Os elogios adormecem, as críticas ensinam

Fevereiro 28, 2017 em Psicologia 1829 Compartilhados
Os elogios adormecem, as críticas ensinam

Assumir as críticas é tão difícil quanto receber os elogios. Na verdade, há pessoas que se sentem muito desconfortáveis quando recebem algum comentário agradável. Isto se deve em parte a aspectos culturais: fomos educados na exigência, no fato de termos que fazer tudo certo e no entendimento de que não existe nenhum mérito nisso.
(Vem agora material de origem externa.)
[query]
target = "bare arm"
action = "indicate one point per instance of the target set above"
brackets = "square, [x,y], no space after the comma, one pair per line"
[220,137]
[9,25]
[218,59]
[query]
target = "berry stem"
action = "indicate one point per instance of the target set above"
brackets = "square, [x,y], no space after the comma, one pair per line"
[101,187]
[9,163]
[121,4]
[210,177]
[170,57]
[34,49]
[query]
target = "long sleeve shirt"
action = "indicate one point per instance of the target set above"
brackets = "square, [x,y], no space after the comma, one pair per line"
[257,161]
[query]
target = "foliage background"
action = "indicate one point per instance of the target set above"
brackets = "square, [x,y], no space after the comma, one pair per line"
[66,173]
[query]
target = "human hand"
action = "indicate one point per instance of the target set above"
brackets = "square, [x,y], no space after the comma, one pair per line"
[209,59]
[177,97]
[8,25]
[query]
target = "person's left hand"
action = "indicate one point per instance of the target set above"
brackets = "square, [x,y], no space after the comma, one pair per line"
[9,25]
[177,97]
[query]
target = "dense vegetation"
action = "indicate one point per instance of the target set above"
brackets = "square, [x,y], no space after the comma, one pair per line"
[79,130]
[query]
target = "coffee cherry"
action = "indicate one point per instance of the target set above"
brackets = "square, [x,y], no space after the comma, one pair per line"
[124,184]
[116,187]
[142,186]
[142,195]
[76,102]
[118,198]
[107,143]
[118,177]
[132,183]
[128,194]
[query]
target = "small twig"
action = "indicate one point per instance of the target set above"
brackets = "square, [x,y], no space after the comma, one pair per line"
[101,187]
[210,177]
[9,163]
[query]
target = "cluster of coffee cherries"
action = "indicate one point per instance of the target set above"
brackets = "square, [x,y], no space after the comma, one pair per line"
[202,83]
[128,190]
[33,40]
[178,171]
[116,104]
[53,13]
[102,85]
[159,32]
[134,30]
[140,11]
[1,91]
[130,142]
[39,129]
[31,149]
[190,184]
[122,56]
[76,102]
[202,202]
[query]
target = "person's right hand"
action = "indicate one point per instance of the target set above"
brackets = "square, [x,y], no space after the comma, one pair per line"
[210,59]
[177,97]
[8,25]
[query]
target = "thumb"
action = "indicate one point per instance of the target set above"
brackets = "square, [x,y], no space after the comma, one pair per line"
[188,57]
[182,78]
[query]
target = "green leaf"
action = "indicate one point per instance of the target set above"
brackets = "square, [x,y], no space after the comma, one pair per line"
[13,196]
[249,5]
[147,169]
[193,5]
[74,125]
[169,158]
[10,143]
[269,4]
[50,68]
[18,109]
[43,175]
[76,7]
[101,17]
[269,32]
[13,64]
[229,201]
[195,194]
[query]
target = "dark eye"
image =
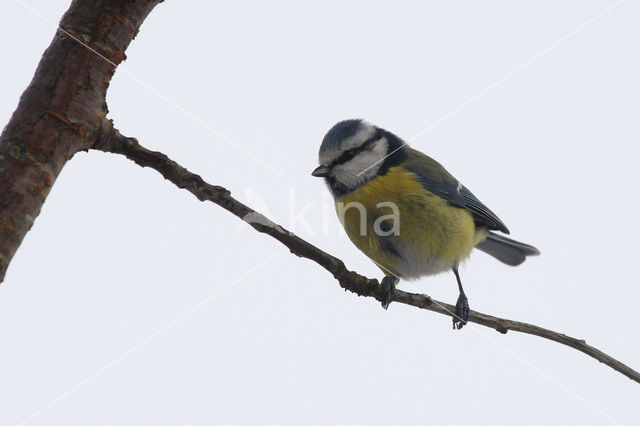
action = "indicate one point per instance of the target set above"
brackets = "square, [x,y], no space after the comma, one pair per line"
[348,155]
Além disso, o fato dos elogios e das críticas terem um grande poder sobre a nossa autoestima é muito perigoso, já que isso significa que estamos deixando tudo “à mercê” dos outros. Quando recebemos elogios a mensagem de admiração pode estimular tanto a autoconfiança que podemos chegar a ficar “bêbados”. Por outro lado, quando recebemos críticas destrutivas o oposto acontece: há uma tendência mórbida de desprestigiar, de nos ofender.

Pense que em qualquer tarefa você pode ganhar ou perder, o importante é a nobreza dos recursos utilizados. O que é realmente importante é a dignidade com a qual viajamos pela estrada em busca dos nossos objetivos. Aceitar críticas construtivas do nosso ambiente facilita a adaptação a situações diferentes, enquanto o elogio pode nos enfraquecer, fazendo com que diminua nosso esforço nas qualidades lisonjeadas.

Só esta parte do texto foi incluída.